LIMITATIONS AND PERSPECTIVES
Certain limitations regarding data analysis should be mentioned. The study reveals a selection bias problem due to the constitution of our country's sample which is conditioned by the availability of DHS data over the period 2000–2019. It is difficult to overcome such a bias in the statistical analysis of survey data collected at the regional or sub-regional level. The main way to reduce this bias would be to have panel data on a large sample of SSA countries, although in practice such data are difficult to obtain. Also, our estimates do not include random effects such as the influence of water quality on diarrhea occurrence which may vary from one context to another. These influences could be caused by the presence of unobservable heterogeneity such as household knowledge of water purification methods. Thus, future studies could opt for an estimation method that captures such effects in order to better appreciate the relationship between climate change and diarrhea occurrence. These studies could also incorporate into their model variables on climate change adaptation strategies in the water sector.
CONCLUSION
Water supply and sanitation mediate the effect of climatic variations on the prevalence of diarrhea. This study highlights the need for a multilevel analysis of the diarrhea phenomenon in SSA by splitting the micro level (or individual level) and the macro level (or contextual level) to avoid atomistic fallacy, ecological fallacy that biases the results. We found that variations in the occurrence of diarrhea are due to climatic differences (context effect). Furthermore, we found that there was a positive association between temperature, rainfall and occurrence of diarrhea when households used unimproved water and unimproved sanitation. These results highlight the need to adopt climate change adaptation strategies in the water sector both at the macro (national policies) and micro (household) levels in order to reduce the occurrence of diarrheal diseases within households. At the macro level, this means protecting water sources from flooding or surface water, increasing people's access to water and improved sanitation facilities. At the micro (household) level, this involves training individuals in non-potable water treatment methods such as chlorination and filtration and in hygiene practices.

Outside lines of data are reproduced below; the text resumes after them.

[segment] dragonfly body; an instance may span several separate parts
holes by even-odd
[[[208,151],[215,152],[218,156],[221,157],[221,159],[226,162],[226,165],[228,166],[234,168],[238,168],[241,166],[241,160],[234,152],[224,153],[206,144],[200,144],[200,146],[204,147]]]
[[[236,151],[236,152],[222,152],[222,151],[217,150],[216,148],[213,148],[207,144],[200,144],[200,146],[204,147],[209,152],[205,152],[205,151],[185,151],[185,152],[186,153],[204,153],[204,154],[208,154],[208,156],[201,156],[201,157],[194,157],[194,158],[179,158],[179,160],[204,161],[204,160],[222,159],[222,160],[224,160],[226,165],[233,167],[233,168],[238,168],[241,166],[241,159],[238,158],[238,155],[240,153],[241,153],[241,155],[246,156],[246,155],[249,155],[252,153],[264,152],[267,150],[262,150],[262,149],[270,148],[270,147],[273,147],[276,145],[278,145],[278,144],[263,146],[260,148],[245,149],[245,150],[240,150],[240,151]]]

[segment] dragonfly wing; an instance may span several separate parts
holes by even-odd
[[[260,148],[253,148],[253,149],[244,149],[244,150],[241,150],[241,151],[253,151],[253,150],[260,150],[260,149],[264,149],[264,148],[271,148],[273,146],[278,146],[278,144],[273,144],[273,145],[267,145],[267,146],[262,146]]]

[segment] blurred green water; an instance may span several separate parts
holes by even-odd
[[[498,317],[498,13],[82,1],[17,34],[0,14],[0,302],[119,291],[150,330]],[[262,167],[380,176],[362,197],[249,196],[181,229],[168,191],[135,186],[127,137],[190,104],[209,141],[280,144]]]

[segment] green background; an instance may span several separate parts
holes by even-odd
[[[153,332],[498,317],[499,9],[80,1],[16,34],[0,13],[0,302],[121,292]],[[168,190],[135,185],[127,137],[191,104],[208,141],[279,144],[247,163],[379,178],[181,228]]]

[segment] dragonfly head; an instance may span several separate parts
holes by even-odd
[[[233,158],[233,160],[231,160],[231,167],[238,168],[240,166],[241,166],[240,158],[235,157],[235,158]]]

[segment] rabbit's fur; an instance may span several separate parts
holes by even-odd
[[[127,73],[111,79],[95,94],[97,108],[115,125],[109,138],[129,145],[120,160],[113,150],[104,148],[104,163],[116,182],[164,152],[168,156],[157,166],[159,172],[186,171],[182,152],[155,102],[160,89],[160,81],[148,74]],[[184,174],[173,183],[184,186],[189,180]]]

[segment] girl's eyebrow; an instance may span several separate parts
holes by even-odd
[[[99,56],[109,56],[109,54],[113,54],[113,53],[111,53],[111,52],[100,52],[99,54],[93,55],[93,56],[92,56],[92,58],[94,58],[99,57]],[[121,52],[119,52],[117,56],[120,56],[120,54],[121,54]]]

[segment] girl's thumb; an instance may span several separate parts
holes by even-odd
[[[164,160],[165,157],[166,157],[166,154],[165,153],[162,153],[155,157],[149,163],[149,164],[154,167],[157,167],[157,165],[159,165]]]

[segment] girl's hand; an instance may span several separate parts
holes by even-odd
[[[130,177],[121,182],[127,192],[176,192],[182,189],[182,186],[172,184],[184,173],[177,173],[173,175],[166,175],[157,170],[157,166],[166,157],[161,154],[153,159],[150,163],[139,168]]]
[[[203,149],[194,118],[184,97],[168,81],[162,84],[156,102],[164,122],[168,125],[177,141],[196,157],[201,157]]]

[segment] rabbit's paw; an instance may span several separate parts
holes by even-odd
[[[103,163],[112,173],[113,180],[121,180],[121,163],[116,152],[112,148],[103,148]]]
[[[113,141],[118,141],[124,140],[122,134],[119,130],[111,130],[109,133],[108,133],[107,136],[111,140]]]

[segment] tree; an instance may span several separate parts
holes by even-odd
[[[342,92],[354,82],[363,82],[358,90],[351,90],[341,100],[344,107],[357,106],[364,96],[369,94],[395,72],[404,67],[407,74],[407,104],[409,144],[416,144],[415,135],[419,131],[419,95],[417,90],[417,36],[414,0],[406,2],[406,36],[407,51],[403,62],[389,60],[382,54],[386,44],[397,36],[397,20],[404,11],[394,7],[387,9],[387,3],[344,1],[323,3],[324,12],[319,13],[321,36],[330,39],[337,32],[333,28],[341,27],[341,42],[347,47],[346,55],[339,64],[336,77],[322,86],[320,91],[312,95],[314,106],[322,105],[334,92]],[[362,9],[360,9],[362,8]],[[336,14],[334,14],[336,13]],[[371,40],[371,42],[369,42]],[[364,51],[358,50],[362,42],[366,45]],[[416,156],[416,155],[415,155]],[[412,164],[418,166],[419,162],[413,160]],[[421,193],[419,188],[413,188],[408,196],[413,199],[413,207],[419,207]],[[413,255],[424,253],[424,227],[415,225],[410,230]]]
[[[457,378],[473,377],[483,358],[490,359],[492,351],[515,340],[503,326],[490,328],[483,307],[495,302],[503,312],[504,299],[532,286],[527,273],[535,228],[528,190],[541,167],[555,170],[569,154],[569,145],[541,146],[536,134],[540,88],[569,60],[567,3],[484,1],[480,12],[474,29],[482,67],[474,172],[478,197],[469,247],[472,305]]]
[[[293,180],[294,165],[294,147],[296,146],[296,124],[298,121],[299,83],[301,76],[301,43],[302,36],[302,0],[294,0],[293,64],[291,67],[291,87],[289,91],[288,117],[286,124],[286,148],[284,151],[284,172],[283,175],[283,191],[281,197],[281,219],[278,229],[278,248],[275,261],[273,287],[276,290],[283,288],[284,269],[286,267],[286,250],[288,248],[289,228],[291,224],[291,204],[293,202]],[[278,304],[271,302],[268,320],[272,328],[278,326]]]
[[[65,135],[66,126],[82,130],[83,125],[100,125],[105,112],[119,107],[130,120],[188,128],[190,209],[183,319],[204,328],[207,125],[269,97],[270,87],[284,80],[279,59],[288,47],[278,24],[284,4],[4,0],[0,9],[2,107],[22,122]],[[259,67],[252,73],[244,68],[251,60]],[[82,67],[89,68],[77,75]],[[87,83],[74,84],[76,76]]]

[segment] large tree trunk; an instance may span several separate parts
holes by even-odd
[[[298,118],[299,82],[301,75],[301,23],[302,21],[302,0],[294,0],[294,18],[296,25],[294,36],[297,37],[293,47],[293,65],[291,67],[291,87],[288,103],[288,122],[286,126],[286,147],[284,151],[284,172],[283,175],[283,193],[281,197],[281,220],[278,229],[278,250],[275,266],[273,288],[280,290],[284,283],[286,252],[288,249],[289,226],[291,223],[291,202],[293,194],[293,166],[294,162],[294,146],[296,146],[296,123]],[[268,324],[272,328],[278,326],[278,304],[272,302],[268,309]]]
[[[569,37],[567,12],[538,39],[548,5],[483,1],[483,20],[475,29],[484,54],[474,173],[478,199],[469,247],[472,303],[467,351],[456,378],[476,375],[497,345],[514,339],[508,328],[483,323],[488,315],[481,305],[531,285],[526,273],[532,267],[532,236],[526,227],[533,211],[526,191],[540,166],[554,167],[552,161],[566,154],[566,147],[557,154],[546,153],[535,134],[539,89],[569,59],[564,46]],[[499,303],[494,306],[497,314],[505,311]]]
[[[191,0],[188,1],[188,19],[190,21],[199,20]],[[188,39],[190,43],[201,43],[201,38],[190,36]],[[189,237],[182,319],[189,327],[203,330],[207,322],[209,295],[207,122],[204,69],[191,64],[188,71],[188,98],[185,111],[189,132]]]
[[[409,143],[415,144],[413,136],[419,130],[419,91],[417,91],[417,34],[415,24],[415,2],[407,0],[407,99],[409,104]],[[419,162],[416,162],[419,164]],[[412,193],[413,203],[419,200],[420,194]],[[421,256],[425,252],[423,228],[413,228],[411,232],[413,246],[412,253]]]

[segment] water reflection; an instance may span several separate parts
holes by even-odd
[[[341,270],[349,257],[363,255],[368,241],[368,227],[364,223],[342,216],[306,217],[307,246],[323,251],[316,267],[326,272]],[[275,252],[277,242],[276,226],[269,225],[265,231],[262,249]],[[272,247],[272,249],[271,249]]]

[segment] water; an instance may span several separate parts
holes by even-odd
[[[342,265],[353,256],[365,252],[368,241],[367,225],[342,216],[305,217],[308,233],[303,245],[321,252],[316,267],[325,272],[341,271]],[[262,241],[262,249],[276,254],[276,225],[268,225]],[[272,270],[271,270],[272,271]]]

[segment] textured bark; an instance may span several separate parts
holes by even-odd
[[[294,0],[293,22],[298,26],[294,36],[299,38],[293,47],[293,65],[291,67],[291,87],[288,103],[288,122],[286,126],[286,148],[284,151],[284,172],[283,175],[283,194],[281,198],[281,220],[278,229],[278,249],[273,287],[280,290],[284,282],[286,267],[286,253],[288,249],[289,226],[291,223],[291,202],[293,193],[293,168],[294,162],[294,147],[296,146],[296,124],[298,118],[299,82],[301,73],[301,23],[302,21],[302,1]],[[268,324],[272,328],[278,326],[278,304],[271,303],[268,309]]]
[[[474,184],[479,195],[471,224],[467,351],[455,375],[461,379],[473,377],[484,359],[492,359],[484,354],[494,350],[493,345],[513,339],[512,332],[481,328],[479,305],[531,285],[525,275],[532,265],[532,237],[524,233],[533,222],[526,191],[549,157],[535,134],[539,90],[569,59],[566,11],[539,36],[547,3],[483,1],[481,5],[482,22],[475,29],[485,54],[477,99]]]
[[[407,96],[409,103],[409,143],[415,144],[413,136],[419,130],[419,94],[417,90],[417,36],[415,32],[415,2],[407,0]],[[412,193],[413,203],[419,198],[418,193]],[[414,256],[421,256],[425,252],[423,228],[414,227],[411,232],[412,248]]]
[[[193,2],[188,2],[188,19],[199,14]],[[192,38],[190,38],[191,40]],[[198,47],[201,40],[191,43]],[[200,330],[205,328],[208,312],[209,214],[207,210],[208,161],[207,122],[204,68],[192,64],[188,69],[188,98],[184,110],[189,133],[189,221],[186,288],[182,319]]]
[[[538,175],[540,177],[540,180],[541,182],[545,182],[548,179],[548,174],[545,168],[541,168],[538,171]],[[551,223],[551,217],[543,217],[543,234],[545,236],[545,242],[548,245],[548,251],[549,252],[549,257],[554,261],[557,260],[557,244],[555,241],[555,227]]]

DATA AVAILABILITY STATEMENT
All relevant data are available from an online repository or repositories (https://dhsprogram.com/data/available-datasets.cfm and https://spatialdata.dhsprogram.com/covariates/).
The results of the VPC and the MRR are part of the final model (M4) which takes into account the climate variables (level 2), the household characteristics (level 1) and the interaction between the two levels.